5. Siga una dieta saludable para el corazón: Una dieta rica en frutas, verduras, proteínas magras y cereales integrales ayuda a fortalecer el corazón y a prevenir el desarrollo de afecciones que afectan el flujo sanguíneo. Incluir alimentos como el jengibre, conocido por sus propiedades anticoagulantes y de mejora de la circulación, también puede ser útil. Concéntrese en reducir los alimentos procesados, las grasas saturadas y el exceso de sodio.
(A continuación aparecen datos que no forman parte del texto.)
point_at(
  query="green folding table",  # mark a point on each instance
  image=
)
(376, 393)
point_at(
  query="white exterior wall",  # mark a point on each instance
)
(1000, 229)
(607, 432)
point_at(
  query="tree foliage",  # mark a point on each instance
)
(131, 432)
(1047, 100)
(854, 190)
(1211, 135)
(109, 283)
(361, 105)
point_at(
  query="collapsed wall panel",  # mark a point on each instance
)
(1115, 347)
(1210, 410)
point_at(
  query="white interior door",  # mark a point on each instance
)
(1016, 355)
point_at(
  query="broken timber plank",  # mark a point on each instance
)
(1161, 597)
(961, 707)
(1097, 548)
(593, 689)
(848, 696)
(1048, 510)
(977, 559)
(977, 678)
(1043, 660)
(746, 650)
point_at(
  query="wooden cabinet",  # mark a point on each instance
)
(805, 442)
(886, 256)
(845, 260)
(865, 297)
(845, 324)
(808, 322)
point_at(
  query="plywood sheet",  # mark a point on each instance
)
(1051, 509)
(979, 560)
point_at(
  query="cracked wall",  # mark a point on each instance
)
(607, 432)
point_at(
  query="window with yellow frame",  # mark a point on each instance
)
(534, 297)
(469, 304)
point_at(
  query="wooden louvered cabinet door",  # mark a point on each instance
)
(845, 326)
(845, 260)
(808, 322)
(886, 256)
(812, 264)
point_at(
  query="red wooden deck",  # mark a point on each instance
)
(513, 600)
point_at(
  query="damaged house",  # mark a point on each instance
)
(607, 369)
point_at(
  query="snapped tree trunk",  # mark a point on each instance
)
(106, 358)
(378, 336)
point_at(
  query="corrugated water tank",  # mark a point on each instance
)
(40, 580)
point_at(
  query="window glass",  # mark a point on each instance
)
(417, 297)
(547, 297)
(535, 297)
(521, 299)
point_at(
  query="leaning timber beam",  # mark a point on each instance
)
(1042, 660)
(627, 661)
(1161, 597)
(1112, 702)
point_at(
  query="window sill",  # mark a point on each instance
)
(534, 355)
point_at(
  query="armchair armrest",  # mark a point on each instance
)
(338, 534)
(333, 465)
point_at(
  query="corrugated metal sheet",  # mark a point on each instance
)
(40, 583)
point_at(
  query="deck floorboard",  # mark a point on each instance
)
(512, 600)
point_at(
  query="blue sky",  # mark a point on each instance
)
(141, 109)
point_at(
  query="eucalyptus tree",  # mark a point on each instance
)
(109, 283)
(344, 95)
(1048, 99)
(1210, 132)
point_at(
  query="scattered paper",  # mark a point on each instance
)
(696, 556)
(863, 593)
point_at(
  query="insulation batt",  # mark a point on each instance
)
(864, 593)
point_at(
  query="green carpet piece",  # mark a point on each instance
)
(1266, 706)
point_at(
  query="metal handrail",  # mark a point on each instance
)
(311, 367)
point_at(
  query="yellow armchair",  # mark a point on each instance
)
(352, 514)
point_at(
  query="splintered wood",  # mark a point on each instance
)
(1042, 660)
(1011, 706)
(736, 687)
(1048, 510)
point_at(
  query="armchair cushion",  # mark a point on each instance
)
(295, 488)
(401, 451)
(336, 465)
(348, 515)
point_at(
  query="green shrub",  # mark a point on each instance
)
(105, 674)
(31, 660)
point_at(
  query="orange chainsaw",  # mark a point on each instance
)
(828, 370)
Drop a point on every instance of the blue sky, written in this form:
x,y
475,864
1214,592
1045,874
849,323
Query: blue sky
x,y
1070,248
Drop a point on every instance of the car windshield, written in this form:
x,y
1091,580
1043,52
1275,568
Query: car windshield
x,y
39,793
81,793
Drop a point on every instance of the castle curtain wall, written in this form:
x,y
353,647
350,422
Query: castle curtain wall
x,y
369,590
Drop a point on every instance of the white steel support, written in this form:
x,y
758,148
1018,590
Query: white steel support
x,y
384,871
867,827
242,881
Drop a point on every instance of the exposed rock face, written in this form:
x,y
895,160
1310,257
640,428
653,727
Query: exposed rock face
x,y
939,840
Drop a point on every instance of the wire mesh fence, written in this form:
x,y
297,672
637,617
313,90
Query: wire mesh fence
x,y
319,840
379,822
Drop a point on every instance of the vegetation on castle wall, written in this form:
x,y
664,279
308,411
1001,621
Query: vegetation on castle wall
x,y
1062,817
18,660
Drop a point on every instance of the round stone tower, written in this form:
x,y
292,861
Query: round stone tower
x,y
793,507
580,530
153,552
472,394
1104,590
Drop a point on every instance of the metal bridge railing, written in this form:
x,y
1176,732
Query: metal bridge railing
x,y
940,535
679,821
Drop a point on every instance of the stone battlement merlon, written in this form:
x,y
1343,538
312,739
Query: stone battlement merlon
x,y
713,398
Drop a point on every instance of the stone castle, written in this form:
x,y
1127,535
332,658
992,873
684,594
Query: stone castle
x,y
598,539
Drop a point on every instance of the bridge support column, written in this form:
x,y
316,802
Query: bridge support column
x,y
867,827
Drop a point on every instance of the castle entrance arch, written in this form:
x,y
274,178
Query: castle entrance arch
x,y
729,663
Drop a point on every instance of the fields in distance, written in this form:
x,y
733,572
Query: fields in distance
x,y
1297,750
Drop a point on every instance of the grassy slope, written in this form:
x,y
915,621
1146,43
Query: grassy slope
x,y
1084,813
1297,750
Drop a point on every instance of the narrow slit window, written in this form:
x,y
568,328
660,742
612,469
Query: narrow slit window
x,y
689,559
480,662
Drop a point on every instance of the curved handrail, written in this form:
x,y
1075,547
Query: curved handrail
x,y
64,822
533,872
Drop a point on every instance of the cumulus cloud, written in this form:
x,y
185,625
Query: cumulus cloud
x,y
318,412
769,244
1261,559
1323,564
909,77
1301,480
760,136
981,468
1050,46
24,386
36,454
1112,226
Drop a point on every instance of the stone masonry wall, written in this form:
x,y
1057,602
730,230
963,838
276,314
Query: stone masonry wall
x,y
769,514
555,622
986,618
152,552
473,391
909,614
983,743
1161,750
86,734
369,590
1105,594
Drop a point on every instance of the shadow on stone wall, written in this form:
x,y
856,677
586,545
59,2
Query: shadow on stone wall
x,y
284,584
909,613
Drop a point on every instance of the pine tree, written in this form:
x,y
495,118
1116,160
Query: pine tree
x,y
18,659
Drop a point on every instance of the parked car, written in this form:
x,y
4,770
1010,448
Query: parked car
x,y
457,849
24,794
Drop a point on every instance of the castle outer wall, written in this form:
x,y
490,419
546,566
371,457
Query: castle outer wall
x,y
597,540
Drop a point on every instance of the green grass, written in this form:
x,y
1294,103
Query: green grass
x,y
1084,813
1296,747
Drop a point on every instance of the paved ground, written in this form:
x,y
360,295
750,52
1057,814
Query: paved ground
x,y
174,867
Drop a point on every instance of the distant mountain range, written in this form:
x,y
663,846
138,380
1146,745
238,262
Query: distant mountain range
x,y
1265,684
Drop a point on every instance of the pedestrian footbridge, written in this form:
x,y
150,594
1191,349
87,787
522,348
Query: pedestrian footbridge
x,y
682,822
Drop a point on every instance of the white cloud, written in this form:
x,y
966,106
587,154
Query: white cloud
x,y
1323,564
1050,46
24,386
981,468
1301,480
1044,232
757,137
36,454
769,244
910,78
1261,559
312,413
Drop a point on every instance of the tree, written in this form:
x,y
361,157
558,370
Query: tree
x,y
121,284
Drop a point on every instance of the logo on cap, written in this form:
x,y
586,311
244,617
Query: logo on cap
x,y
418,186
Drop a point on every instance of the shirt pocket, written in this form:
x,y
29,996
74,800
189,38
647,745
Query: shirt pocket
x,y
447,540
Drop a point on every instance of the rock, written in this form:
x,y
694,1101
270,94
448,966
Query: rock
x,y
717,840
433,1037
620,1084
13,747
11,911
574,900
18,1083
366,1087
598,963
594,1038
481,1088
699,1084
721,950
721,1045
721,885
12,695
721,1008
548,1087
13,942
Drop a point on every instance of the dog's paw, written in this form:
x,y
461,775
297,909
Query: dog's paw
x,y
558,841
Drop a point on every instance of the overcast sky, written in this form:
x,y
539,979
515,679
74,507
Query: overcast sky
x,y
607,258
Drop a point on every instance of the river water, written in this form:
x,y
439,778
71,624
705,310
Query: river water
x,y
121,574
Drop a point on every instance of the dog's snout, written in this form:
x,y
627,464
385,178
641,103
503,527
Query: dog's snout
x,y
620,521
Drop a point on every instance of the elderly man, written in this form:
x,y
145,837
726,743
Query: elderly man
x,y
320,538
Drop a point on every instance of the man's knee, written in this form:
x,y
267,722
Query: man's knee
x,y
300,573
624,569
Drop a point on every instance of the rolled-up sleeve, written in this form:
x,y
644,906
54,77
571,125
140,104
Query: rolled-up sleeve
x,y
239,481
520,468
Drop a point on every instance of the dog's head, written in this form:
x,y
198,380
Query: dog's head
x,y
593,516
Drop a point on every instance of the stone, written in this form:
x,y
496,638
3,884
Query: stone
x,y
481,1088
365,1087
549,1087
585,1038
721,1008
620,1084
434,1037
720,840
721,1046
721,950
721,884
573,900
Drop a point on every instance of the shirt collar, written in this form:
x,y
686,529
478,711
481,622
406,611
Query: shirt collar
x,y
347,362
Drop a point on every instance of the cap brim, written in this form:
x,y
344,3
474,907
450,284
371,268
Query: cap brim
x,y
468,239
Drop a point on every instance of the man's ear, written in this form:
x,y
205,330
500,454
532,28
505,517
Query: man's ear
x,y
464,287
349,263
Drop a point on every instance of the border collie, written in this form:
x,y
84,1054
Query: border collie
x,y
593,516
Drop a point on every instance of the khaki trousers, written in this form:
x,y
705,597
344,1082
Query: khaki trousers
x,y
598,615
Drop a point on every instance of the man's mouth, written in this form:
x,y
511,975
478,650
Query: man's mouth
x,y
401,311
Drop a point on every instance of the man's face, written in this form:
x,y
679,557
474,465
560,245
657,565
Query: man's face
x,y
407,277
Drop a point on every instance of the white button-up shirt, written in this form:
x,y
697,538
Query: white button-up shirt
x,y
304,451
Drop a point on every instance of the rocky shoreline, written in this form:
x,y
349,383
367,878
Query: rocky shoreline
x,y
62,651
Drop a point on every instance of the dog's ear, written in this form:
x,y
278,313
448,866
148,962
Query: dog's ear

6. Manténgase hidratado: Una ingesta adecuada de agua es fundamental para mantener el volumen y la fluidez de la sangre, lo que permite que la sangre fluya más fácilmente a través de los vasos. La deshidratación puede hacer que la sangre se espese, obligando al corazón a trabajar más.
7. Eleve las piernas: Si experimenta hinchazón en las piernas y los tobillos debido a la mala circulación, elevar las piernas por encima del nivel del corazón durante el día puede ayudar a que el líquido drene de regreso a su cuerpo, reduciendo la hinchazón.
8. Use medias de compresión: Para las personas con varices o hinchazón crónica de piernas, las medias de compresión pueden ayudar aplicando una presión suave en las piernas, estimulando el flujo sanguíneo de regreso al corazón y reduciendo la acumulación de líquido.
9. Baños/duchas calientes: El agua tibia puede ayudar a dilatar los vasos sanguíneos, mejorando temporalmente el flujo sanguíneo.
10. Movimiento regular: Evite estar sentado o de pie durante largos periodos. Si su trabajo lo requiere, tome descansos frecuentes para caminar, estirarse y mover las piernas para evitar la acumulación de sangre. Al comprender las señales de advertencia y tomar estas medidas proactivas, puede mejorar considerablemente su circulación y su salud y bienestar general. Siempre consulte a un médico para obtener un diagnóstico adecuado y un plan de tratamiento personalizado, especialmente si experimenta síntomas graves o persistentes.